The only dissenting opinion was that of Justice Thomas who wrote:
Mere application of a neutral policy cannot constitute “intentional discrimination.”…I would hold that Abercrombie’s conduct did not constitute “intentional discrimination.” Abercrombie refused to create an exception to its neutral Look Policy for Samantha Elauf ’s religious practice of wearing a headscarf… In doing so, it did not treat religious practices less favorably than similar secular practices, but instead remained neutral with regard to religious practices…Resisting this straightforward application of §1981a, the majority expands the meaning of “intentional discrimination” to include a refusal to give a religious applicant “favored treatment.”…But contrary to the majority’s assumption, this novel theory of discrimination is not commanded by the relevant statutory text.
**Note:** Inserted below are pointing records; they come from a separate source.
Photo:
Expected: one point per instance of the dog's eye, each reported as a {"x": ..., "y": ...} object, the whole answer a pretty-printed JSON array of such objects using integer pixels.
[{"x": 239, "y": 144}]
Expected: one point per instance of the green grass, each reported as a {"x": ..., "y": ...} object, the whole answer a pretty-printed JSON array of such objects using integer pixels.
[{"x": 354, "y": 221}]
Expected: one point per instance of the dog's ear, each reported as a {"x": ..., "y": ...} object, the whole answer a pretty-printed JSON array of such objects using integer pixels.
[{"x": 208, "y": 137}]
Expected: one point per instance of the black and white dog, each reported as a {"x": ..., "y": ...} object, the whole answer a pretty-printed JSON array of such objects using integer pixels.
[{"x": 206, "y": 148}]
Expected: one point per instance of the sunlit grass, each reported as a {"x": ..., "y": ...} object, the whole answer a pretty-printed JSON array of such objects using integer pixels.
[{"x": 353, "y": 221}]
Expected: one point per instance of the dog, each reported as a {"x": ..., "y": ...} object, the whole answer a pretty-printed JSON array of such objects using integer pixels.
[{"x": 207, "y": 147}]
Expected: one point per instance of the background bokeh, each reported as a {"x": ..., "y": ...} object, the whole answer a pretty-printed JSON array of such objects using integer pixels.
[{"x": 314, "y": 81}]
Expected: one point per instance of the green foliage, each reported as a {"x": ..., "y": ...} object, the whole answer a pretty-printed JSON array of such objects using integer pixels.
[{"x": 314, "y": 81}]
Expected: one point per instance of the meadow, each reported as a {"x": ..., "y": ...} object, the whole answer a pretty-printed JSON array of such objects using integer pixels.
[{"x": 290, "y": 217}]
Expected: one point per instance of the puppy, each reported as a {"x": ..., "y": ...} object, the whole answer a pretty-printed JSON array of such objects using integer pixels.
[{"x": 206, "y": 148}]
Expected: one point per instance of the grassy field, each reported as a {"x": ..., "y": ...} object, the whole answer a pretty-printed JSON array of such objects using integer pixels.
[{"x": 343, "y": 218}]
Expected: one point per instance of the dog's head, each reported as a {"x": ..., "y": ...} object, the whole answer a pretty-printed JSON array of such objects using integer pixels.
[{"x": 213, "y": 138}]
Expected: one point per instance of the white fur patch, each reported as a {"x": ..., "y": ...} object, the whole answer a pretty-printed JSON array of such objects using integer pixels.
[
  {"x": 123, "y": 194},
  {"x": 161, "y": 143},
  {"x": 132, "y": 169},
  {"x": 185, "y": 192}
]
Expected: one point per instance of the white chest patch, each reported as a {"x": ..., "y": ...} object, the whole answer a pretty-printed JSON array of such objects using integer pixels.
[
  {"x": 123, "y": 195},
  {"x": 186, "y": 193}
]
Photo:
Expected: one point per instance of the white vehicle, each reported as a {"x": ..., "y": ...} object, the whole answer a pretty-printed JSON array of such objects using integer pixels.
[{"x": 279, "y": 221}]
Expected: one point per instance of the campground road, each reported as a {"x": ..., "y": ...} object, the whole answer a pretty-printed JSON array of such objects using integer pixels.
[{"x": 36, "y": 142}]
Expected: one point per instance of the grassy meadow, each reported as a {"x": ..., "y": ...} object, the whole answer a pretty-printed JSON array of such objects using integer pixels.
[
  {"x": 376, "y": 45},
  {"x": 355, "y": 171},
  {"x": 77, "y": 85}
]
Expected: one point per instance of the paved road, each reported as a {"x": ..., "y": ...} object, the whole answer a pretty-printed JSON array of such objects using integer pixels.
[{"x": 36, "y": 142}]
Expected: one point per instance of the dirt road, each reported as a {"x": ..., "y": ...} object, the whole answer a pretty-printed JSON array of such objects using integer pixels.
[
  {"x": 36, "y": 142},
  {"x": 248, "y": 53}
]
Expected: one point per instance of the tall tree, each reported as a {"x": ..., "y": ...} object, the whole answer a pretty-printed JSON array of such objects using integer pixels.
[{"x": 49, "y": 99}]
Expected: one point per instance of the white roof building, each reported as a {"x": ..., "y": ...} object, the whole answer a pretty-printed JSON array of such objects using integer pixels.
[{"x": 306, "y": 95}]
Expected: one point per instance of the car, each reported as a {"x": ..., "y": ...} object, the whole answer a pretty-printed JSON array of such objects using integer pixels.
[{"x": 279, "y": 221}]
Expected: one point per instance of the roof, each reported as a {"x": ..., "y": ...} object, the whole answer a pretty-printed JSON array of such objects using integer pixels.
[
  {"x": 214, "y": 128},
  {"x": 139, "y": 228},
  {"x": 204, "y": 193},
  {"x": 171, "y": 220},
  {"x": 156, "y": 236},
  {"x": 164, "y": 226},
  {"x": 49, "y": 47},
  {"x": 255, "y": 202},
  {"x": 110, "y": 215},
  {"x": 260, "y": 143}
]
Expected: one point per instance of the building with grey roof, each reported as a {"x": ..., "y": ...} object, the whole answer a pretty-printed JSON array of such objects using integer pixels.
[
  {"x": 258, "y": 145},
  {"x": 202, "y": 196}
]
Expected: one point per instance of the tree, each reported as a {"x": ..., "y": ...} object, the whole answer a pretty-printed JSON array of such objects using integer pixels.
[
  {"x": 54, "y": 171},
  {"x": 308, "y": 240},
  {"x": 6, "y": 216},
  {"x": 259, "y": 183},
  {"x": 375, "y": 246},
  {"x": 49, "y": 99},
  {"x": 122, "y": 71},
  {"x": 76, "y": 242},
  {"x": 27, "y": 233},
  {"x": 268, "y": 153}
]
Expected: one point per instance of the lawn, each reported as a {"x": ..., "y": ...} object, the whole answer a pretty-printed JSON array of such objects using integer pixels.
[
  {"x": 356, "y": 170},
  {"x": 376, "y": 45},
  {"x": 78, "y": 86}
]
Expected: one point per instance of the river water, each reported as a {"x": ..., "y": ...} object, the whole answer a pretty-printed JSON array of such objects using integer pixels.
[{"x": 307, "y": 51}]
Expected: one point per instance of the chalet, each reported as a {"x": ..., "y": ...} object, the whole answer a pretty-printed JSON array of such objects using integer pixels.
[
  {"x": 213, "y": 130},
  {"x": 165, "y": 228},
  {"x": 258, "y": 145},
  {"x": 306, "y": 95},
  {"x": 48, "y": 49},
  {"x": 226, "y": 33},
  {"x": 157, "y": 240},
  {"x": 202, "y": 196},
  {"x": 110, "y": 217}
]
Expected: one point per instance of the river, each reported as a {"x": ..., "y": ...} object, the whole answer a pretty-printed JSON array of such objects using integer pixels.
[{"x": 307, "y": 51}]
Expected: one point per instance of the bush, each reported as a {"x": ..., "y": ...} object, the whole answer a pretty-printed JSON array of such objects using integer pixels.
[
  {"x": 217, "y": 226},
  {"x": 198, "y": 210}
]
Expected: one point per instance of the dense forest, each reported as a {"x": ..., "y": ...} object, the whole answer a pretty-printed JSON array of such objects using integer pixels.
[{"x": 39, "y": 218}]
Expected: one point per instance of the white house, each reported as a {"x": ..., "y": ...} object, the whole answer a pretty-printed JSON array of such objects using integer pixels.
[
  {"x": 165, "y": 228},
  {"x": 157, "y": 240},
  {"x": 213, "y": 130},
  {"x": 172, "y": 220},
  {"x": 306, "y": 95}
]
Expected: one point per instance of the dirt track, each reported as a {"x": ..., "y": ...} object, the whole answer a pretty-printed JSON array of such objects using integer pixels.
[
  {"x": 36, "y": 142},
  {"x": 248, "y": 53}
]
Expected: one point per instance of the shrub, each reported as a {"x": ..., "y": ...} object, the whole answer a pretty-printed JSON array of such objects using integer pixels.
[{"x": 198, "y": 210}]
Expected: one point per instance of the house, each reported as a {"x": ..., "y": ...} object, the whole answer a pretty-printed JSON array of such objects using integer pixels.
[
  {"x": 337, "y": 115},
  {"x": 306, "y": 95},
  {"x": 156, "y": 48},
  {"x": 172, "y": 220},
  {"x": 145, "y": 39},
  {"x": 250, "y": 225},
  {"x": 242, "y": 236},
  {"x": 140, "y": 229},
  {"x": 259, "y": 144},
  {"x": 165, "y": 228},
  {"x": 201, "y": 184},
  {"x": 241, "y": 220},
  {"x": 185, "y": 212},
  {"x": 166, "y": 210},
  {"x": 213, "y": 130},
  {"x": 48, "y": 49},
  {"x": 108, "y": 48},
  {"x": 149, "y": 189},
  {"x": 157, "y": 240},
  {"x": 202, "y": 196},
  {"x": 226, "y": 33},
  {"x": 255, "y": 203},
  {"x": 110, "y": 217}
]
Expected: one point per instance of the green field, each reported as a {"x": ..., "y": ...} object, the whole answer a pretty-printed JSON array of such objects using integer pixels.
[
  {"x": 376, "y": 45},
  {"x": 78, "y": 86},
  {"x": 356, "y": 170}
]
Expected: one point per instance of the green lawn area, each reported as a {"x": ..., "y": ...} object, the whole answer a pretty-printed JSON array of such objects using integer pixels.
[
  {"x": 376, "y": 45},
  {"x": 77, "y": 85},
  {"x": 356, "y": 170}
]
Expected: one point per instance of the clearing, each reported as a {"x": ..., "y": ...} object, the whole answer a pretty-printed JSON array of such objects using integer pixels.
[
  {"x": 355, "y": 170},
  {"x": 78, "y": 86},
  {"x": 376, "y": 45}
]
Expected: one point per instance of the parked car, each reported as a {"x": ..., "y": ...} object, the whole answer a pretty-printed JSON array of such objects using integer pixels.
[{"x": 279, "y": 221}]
Write: In the first part of your initial post, you will need to introduce the Abercrombie & Fitch lawsuit. In this introduction, you will also need to (1) articulate the freedoms that companies in the United States enjoy given our relatively-free market system and (2) present the Title VII regulations concerning employment discrimination. These will provide the setting for you to be able to examine how the nation’s laws affect the hiring practices of Abercrombie & Fitch and other companies whose hiring policy includes a particular aesthetic for employees. In the second part of your initial post, present your analysis of this case in a way that identifies which entities (Abercrombie & Fitch as a corporation, the economic system in the USA, the regulatory control of the state, or all of these) have a role in the problem that led to the lawsuit under examination. In your analysis, you must assess the positive or negative effects of the interplay between business activity and one of the following: the free-market system, advertising, hiring regulations, or corporate social responsibility. Your focus must be an ethical analysis of this interplay. Be sure to clearly identify the ethical theory that you are applying in your analysis, and to support your analysis by reliable and/or scholarly sources.